Practicing moderation is probably one of the most difficult things in a world that pushes us to extremes and encourages us to anesthetize the senses with an incessant stream of stimuli. However, for philosophers like Aristotle, the virtue of moderation was a cornerstone for balanced and happy living. Without moderation we become wind-blown leaves waving from excess to defect, without finding the inner peace that offers the middle ground.
Why is it so difficult for us to be moderate?
The answer – or at least part of it – goes back to our ancestors. Our ancestors were more prone to what today we would consider excesses because they lived in particularly difficult conditions. For example, they had to use all their resources and energy to hunt or travel long distances, so that they then had to rest for longer periods of time to replenish that energy. This led them to alternate phases of hyperactivity with inactivity. Something similar happened with food.
Although those times are behind us, our brain is still marked by those primal needs, so we tend to gorge ourselves on our favorite food and then go on an strict diet. Thus we oscillate between the extremes, without reaching moderation.
Also the modern society encourages us to oscillate between extremes, sinning by default or excess, because everything is configured in terms of opposites. The concept of family is an example of this lack of moderation. Decades ago, the family was a sacred and inviolable concept, in which marriage was an essential and indissoluble bond. Instead, now predominate liquid love in which people go from one relationship to another without feeling completely fulfilled and satisfied.
The same is true in parent-child relationships. Decades ago parents exercised a tight control over the lives of their children falling into authoritarianism. Today, many children have behavioral problems, because many parents have developed an overly permissive educational style in which they indulge in all their whims, without setting the necessary limits for a balanced development of the personality. In this way, moderation is an increasingly rare virtue.
Mesòtes, the practice of moderation
In ancient Greece moderation was a very precious value. In fact, in the Temple of Apollo at Delphi there are two phrases, one of them very famous and the other completely forgotten. “Gnóthi seautón”, which means “know yourself” and “Medèn ágan”, which is “nothing in excess”. The latter aims at the moderation of the senses, actions and words.
In reality, both aphorisms are related because only a deep self-knowledge can tell us how far we are capable of going and know when it is time to stop so as not to overdo it. For this reason, Aristotle often spoke to his disciples about the “mesòtes” or just middle ground, which he also mentioned in his treatise “Nicomachean Ethics”.
For Aristotle, nothing was good or bad in an absolute sense, but depended on the dose. For example, having too little courage leads to developing a cowardly personality, but having too much courage leads to recklessness. By practicing moderation, we find the courage to do things that are worthwhile and the good sense to avoid exposing ourselves to unnecessary risks.
However, we do not realize that many of the things that we strive to eliminate from our lives, because we think they are bad, are actually much less harmful than we think. The problem are not those things, but their excess or their defect.
Often the abstinence of something has the opposite effect, causing us to gravitate toward the forbidden. It is a phenomenon similar to the “Rebound Effect“, according to which, the more we try to avoid thinking about something, the more that content will be activated in our mind. Thus, the more we deprive ourselves of sweets, the more we want to eat them. Defects lead to excesses. And vice versa. So we end up excluding moderation.

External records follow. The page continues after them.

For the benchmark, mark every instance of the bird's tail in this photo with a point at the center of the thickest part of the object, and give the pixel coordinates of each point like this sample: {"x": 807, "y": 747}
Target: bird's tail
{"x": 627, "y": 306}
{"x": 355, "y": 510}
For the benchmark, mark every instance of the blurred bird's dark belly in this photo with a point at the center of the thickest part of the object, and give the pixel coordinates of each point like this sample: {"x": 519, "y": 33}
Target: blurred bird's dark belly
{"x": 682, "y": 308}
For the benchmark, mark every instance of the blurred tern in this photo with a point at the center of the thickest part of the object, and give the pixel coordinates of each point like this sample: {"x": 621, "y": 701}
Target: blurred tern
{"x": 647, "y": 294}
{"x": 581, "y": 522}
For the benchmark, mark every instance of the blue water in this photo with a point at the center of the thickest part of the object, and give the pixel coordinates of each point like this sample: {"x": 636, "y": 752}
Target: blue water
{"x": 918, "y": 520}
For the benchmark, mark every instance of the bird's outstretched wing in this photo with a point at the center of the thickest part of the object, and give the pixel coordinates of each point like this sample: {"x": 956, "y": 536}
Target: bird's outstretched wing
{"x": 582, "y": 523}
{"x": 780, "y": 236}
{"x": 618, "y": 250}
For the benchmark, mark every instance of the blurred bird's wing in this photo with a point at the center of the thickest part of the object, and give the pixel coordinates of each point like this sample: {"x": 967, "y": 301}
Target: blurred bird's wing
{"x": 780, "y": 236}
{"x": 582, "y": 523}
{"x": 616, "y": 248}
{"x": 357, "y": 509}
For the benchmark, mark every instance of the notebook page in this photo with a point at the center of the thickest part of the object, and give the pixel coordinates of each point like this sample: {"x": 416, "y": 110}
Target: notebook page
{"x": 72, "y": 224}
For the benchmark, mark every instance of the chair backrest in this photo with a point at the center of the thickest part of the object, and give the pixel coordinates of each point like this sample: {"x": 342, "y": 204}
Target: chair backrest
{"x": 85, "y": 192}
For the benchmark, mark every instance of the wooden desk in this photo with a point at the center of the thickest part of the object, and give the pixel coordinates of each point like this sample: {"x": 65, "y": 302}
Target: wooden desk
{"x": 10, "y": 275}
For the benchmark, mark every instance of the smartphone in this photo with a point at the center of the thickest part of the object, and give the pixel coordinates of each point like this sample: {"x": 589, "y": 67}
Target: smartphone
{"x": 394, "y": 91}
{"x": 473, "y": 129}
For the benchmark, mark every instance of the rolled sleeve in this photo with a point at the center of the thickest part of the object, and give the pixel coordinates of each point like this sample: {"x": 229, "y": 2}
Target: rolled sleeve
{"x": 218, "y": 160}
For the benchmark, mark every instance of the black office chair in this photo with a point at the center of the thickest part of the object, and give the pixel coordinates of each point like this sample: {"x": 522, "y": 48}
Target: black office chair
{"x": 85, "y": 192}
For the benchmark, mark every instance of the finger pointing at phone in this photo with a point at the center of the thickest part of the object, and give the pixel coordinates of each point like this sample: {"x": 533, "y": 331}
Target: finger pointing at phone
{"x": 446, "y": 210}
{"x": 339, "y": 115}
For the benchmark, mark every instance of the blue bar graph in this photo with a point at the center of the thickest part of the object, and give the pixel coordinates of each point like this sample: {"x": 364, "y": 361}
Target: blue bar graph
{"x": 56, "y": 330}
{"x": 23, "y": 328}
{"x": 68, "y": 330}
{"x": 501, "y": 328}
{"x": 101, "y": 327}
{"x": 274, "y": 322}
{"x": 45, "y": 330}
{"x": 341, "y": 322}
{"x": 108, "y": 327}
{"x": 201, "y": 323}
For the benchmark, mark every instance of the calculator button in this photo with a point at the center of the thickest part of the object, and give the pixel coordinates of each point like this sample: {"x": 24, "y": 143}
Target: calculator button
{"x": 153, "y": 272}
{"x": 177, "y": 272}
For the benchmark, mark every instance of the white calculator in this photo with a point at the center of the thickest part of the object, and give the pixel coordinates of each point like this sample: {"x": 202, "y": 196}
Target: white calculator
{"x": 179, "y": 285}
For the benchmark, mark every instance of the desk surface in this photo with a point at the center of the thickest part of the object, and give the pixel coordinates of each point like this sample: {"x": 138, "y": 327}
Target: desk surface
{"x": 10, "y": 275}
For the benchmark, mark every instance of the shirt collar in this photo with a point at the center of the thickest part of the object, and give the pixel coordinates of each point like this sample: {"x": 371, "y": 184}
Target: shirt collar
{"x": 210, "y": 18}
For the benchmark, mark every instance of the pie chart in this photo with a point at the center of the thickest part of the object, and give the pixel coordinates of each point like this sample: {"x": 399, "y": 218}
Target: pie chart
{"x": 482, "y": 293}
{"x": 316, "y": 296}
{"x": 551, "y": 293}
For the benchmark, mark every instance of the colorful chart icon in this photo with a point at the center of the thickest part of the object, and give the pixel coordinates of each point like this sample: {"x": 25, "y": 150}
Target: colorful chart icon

To understand the relationship between excesses and defects, we can think of our life as on a seesaw. When we put too much weight on one side because we overdo it, the other side moves in the opposite direction and pulls us further. Either we are up or down, tiptoeing through the midpoint.
To practice moderation, we must stop thinking in terms of all or nothing, black or white, good or bad. The key lies in allowing ourselves everything, in its proper measure. And knowing ourselves well enough to stop us from exceeding our limits.
Sources:
Quicios, M. (2002) Aristóteles y la educación en la virtud. Acción Pedagógica; 11(2): 14-21.
Aristóteles (2001) Ética a Nicómano. Madrid: Alianza Editorial.